Try this: Hand out brochures and business cards to everyone as soon as you walk in to your friend's holiday house parties this week. Don't say hello or offer season's greetings, just hand out those materials and shout out periodically to the room that everyone there should "like" you.

Not very social is it? (I'm giggling a little just writing this)

But this actually plays out every day on social networks and is a sure sign that the businesses who do it are looking at social media as a new broadcast channel like radio and newspapers. It's not.

Social Businesses Build Communities

Social networks are not new broadcast mediums. How do we know this? Because businesses who take their ads, marketing messages, and ad-buy dollars and throw them on social networks without adapting them to the new medium are going unheard and their loyalty ratings are dropping.

Social lets you know the people who like and support your brand. "Broadcast reach" matters when you assume most of the people who see your message aren't interested in hearing it. It's a numbers game. If 100,000 will see your ad, maybe a handful of them will need what you are offering and call you. Right?

But a social business builds on the significant advantage of being able to know customers on a personal level. To listen to them, talk with them, and make sure you are meeting their needs. And the public dialogue within the community you build for your brand is what future customers will find when they search for what you offer.

The Dangers of Broadcasting on Social Channels

If someone searches for what you have to offer today, will they find your marketing materials or will they find your community? And which one is more likely to draw them into a long-term relationship of support and loyalty with the people on your team?

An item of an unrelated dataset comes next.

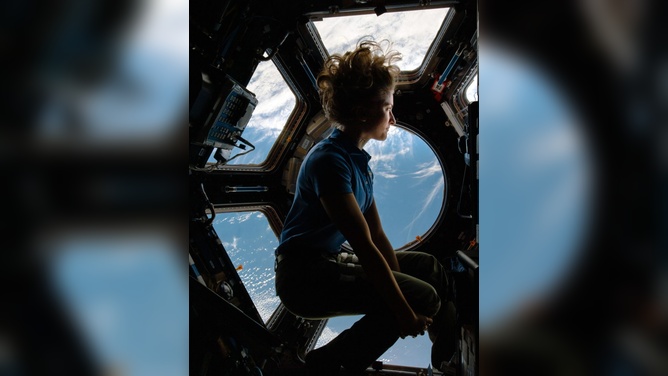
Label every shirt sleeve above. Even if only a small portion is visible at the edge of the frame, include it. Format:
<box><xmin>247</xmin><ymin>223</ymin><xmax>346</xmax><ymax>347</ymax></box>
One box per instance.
<box><xmin>308</xmin><ymin>150</ymin><xmax>353</xmax><ymax>197</ymax></box>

People, social, relationships, community. How many ways can we spell out that social is a human medium and the old broadcast rules breed isolation for brands who still follow them.

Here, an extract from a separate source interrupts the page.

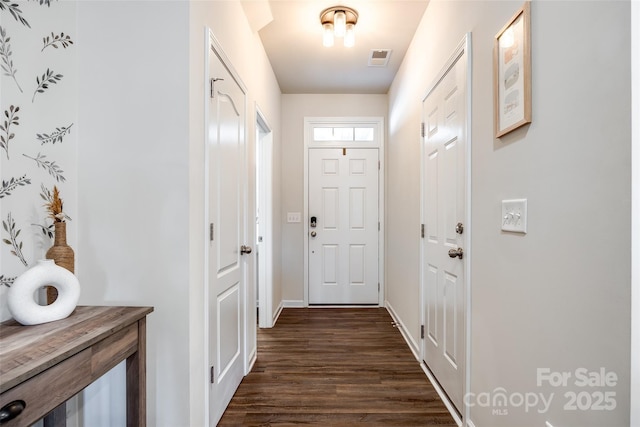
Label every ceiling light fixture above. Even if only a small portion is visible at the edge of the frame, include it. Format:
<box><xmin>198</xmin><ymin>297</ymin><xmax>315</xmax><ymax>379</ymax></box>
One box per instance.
<box><xmin>320</xmin><ymin>6</ymin><xmax>358</xmax><ymax>47</ymax></box>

Understand that nobody gets social media in the beginning. So these mistakes are common and normal. But building a community around your brand takes time, and until you have vocal clients online representing who you are to them and how you have helped them, what you're posting is trying to broadcast, not socialize.

The social networks we have today are realizing the very purpose of the Internet: to connect people with people. Don't destroy this powerful potential by collecting an online reputation for anti-social behaviour. It's as unappealing online as it is at a house party.

How will you make human connections online in the new year?